Working within the Basic Fraenkel (permutation) model. As defined in Jech's axiom of choice.
Let $A$ be the set of atoms.
I want to show that any function $f: \omega \rightarrow P(A)$ has finite range. But honestly I am really stuck, any help or insights is well appreciated.
Cheers
On
Here is an indirect way, which might not reveal much on the Fraenkel model itself, but it is more informative in other ways.
Theorem 1. (Kuratowski) There is a surjection from $X$ onto $\omega$ if and only if there is an injection from $\omega$ into $\mathcal P(X)$.
This one has a bit of a difficult proof, so I will skip it here.
Recall that a set $A$ is amorphous if it cannot be written as a disjoint union of two infinite sets.
Theorem 2. If $A$ is amorphous, then any function from $A$ into a set which can be well-ordered has a finite range.
Proof. Suppose not, then by the basic properties of well-ordered sets we may assume that the function is onto $\omega$. Now take the pre-image of the odd integers and the even integers, and these must be two disjoint infinite subsets.
Remark. We can extend the proof to "linearly ordered", but conceptually it is easier to prove it about well-ordered sets, and it is enough for our case.
Theorem 3. In the basic Fraenkel model the set of atoms is amorphous.
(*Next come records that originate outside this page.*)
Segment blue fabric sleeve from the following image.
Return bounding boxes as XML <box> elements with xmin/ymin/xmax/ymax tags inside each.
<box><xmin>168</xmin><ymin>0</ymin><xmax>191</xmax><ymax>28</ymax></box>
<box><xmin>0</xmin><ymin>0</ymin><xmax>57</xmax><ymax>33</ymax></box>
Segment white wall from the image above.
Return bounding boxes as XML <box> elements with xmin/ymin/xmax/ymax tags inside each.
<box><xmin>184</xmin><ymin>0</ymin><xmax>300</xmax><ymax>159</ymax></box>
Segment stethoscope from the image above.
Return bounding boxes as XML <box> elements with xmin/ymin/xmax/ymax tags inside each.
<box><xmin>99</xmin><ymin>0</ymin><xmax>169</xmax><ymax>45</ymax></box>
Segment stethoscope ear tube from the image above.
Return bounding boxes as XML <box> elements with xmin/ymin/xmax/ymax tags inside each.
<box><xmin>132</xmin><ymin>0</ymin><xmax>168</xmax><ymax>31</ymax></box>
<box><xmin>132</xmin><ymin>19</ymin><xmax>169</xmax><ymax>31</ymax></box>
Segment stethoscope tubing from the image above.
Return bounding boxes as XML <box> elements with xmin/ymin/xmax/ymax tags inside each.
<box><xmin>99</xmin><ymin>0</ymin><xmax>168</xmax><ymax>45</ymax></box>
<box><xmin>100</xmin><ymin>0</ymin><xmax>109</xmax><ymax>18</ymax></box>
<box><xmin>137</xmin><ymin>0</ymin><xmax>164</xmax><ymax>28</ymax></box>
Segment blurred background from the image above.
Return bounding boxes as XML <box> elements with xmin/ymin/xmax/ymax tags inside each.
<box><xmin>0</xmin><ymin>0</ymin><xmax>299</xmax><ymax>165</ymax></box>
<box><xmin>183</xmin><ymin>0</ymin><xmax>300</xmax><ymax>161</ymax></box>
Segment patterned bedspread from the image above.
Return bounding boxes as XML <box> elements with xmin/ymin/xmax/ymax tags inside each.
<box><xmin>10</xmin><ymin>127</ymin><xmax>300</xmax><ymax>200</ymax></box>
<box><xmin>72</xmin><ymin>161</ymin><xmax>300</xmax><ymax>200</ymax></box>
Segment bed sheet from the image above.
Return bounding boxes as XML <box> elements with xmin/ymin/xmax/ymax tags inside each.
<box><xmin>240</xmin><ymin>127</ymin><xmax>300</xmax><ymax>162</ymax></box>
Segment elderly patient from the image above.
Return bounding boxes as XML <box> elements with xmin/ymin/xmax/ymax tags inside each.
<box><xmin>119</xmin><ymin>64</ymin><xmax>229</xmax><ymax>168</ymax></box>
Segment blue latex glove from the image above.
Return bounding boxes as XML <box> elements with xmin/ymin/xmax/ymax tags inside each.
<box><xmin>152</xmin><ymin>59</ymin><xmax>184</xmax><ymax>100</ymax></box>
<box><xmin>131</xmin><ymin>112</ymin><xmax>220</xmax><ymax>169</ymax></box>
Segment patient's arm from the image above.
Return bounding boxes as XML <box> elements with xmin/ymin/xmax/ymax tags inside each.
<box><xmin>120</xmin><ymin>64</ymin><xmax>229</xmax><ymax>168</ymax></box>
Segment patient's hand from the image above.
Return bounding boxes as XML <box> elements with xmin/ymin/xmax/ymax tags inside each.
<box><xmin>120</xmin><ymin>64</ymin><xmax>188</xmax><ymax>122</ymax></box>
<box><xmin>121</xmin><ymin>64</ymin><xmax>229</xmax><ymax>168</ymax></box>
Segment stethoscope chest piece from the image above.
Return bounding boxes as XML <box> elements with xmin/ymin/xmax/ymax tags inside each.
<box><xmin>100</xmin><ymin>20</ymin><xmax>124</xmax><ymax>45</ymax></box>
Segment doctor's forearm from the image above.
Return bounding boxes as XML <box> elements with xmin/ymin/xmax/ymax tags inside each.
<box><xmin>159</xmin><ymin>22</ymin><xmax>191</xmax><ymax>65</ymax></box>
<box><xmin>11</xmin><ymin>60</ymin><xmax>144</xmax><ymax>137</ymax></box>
Proof. If $B\subseteq A$ is an infinite set, let $E$ be a finite set such that whenever $\pi\colon A\to A$ is a permutation satisfying $\pi\restriction E=\operatorname{id}$, $\pi(B)=B$.
If $a\in A\setminus B$, but $a\notin E$, then we may take any $b\in B\setminus E$ and consider the $2$-cycle, $\pi=(a\ b)$. Easily, $\pi\restriction E=\operatorname{id}$ and $p(B)\neq B$. Therefore $A\setminus B\subseteq E$, and thus finite.
Corollary. There is no injection from $\omega$ into $\mathcal P(A)$ in Fraenkel's basic model, where $A$ is the set of atoms.
Proof. There is no surjection from $A$, the set of atoms, in Fraenkel's model onto $\omega$, and therefore no injection from $\omega$ into $\mathcal P(A)$.
The same way you show, e.g. that there is no injective function $\omega\to A.$ Assume $f:\omega\to P(A)$ has infinite range, and let $E$ be an arbitrary finite subset of $A.$ Since the range is infinite, you can find two atoms $a_1,a_2$ such that $a_1,a_2\notin E$ and there is an $n\in\omega$ such that $a_1\in f(n)$ but $a_2\notin f(n).$ So the permutation that swaps $a_1$ and $a_2$ fixes $E$ but does not fix $f.$ Thus $E$ is not a support for $f,$ and since $E$ was arbitrary, $f$ is not symmetric.